After the departure of the second Hungarian transport to Switzerland in December, more transports from Budapest continued to arrive at Bergen-Belsen and the Hungarian section remained in existence there until April 1945. According to Eberhard Kolb, it was a transport of Hungarian Jews in February 1945 that bought in the lice that started a typhus epidemic in the camp. The delousing facilities in the camp had been temporarily out of order at that time.
When Hitler learned that Himmler was negotiating to ransom the Hungarian Jews he was so enraged that he later expelled Himmler from the Nazi party. However, Hitler had already given his permission in December 1942 to release Jews for ransom, so Himmler was not going against established Nazi policy.

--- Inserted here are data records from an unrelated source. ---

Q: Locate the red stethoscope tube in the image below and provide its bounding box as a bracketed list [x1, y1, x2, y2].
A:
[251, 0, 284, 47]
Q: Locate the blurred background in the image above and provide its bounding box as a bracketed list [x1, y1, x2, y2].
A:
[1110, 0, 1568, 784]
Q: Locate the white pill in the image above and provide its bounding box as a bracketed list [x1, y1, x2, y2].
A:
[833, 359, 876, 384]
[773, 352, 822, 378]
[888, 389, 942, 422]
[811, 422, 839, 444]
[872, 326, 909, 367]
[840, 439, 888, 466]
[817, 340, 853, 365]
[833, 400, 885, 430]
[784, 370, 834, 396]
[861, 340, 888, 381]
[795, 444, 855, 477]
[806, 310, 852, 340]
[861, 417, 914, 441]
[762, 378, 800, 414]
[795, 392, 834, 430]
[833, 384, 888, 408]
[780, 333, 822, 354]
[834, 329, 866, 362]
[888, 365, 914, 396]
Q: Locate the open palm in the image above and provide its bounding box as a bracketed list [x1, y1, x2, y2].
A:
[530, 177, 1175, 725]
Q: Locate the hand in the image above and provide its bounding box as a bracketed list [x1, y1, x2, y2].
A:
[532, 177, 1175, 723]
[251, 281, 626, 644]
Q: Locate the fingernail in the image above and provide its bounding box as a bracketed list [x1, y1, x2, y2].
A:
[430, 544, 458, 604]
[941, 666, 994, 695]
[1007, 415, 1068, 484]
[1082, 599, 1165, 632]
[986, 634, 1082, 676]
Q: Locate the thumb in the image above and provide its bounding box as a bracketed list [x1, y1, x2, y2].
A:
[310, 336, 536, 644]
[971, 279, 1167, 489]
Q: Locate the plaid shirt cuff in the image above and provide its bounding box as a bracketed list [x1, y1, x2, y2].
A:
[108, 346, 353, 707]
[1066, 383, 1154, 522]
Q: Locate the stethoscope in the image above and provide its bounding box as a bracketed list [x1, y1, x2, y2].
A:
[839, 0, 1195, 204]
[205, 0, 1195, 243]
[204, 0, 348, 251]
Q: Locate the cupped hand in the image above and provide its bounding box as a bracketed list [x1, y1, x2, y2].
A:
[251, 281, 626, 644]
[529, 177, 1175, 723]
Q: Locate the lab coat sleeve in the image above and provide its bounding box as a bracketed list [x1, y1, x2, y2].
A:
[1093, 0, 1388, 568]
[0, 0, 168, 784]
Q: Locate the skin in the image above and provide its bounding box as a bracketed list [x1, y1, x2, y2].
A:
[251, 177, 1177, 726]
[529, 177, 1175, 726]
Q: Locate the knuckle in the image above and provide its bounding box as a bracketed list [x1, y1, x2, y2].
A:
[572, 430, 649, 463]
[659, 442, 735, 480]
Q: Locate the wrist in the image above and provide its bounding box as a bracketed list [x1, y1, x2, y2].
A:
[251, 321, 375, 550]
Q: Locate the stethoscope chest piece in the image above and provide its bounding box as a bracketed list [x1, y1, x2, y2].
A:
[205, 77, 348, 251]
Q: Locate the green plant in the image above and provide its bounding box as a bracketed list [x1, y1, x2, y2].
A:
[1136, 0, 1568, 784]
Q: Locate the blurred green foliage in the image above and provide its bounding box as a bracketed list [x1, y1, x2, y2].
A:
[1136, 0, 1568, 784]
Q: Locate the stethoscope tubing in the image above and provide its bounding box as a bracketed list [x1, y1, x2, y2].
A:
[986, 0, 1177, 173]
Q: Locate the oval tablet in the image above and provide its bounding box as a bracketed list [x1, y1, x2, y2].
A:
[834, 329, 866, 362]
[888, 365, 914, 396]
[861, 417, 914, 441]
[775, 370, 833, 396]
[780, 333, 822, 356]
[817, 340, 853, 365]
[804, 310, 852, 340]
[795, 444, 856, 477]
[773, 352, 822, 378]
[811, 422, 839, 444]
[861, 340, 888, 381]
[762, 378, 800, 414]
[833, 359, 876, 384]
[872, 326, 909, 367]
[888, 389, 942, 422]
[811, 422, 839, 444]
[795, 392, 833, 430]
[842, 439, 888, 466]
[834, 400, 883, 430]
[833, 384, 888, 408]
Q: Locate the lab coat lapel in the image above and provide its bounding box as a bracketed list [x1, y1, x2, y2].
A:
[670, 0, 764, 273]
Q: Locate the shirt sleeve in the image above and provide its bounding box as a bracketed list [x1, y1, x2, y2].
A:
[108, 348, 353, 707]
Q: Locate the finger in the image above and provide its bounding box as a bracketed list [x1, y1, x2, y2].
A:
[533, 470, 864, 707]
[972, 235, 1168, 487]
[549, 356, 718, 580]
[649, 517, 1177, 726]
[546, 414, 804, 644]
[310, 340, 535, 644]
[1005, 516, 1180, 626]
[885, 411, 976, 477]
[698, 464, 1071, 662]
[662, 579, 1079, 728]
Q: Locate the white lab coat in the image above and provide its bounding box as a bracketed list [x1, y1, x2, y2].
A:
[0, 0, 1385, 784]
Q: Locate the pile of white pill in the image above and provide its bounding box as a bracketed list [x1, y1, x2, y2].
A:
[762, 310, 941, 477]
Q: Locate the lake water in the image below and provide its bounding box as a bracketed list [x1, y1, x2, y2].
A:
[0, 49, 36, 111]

After the Hungarian Jews had entered Switzerland, there were false reports by the Swiss press that the Jews were being ransomed in exchange for asylum for 200 SS officers who were planning to defect. When Hitler heard this, from Ernst Kaltenbrunner who was no friend of Himmler, he ordered all further releases of Jews for ransom to stop. Nevertheless, Himmler continued to release Jews from the concentration camps, as he continued to negotiate with the Allies. For example, he allowed a transport of prisoners to leave the Ravensbrück women’s camp in the last days of the war.
Between April 6 and April 11, the Hungarian Jews were evacuated from Bergen-Belsen on the orders of Himmler who was planning to use them as bargaining chips in his negotiations with the Allies. The Jews in the Star Camp and also in the Neutrals Camp were also evacuated, along with the Hungarians, in three trains which held altogether about 7,000 Jews who were considered “exchange Jews.”
One of these trains arrived with 1712 people on April 21, 1945 in the Theresienstadt ghetto in Czechoslovakia. Two weeks later the Theresienstadt Ghetto was turned over to the Red Cross, just before Russian troops arrived. The other two trains never made it to Theresienstadt because they had to keep making detours due to frequent Allied air attacks, according to Eberhard Kolb (Bergen-Belsen from 1943 to 1945).
One of the trains finally stopped on April 14 near Magdeburg in northern Germany; the guards ran away and the Jews on the train were liberated by the American troops. The third train halted on April 23, 1945 near the village of Tröbitz in the Niederlausitz region; they were liberated by Russian troops after the guards escaped.